骨髄増殖性腫瘍での血栓リスクは診断直後が最も高い
Risk for Arterial and Venous Thrombosis in Patients With Myeloproliferative Neoplasms: A Population-Based Cohort Study
背景
骨髄増殖性腫瘍(MPN)では、血栓性イベントが好発すると報告されている。スウェーデンKarolinska UniversityのHultcrantzらは、同国集団をベースとする症例対照研究(MPN患者9,429名・マッチング対照者35,820名)により、MPN患者の動静脈血栓塞栓症のリスクを評価した。
結論
対照と比較したMPN患者の動脈血栓リスク(ハザード比)は、3ヶ月時点で3.0、1年時点で2.0、5年時点で1.5であった。同様に静脈血栓リスクは、3ヶ月9.7・1年4.7・5年3.2であった。このリスク上昇は、年齢群・MPNサブグループ間で一貫していた。

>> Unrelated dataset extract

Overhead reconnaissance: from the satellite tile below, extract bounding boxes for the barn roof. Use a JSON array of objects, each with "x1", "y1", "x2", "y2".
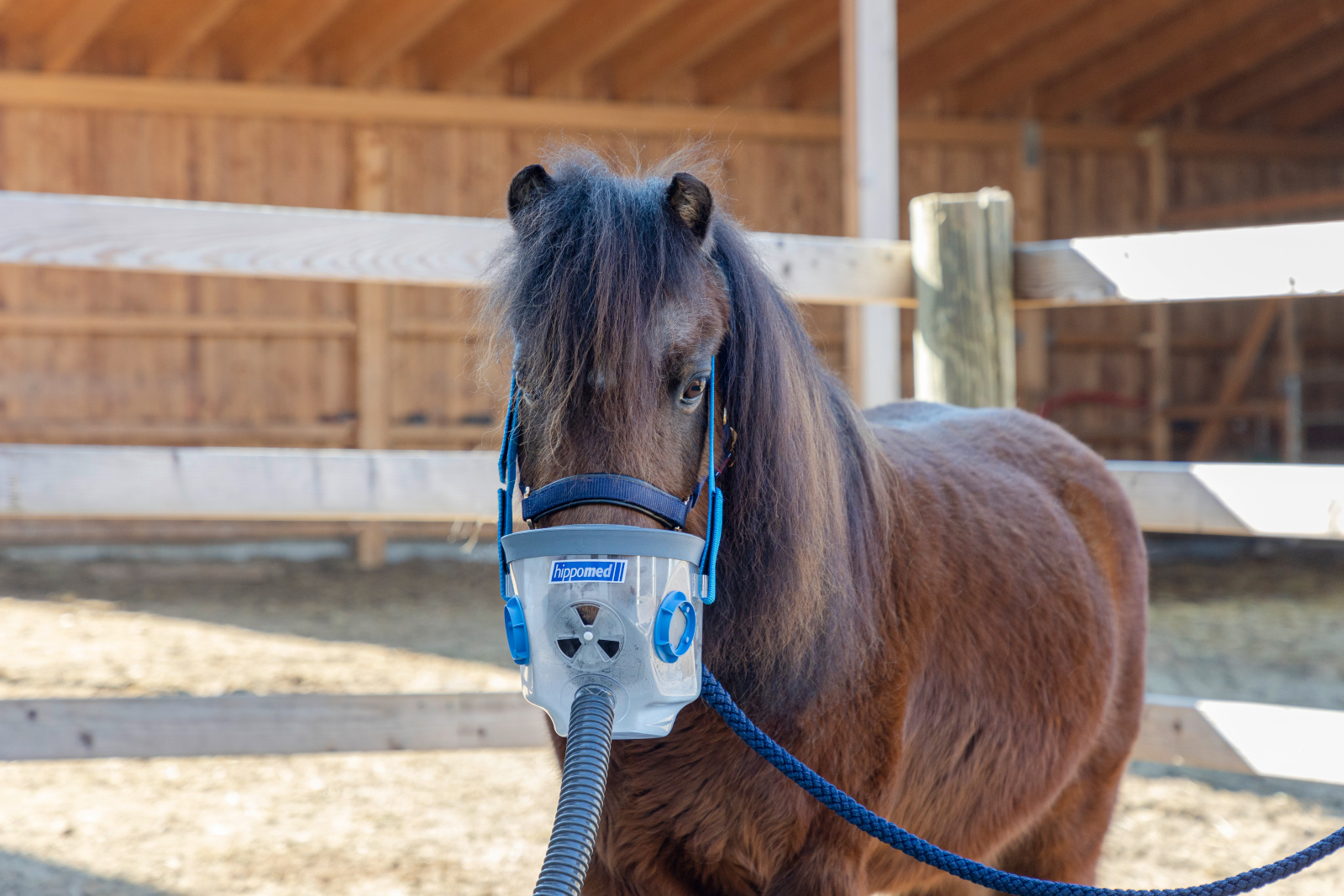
[{"x1": 0, "y1": 0, "x2": 1344, "y2": 133}]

血栓の5年累積発症率ははじめ急速に上昇し、その後はより穏やかな上昇となった。静脈血栓のハザード比は経時的に低下した。
評価
観察研究による示唆を症例対照研究によって確認した。診断後、血栓リスクは次第に低下し、経時的にも最近になるほどリスクが小さかった。治療・血栓予防戦略が成功・進歩した結果と考えられる。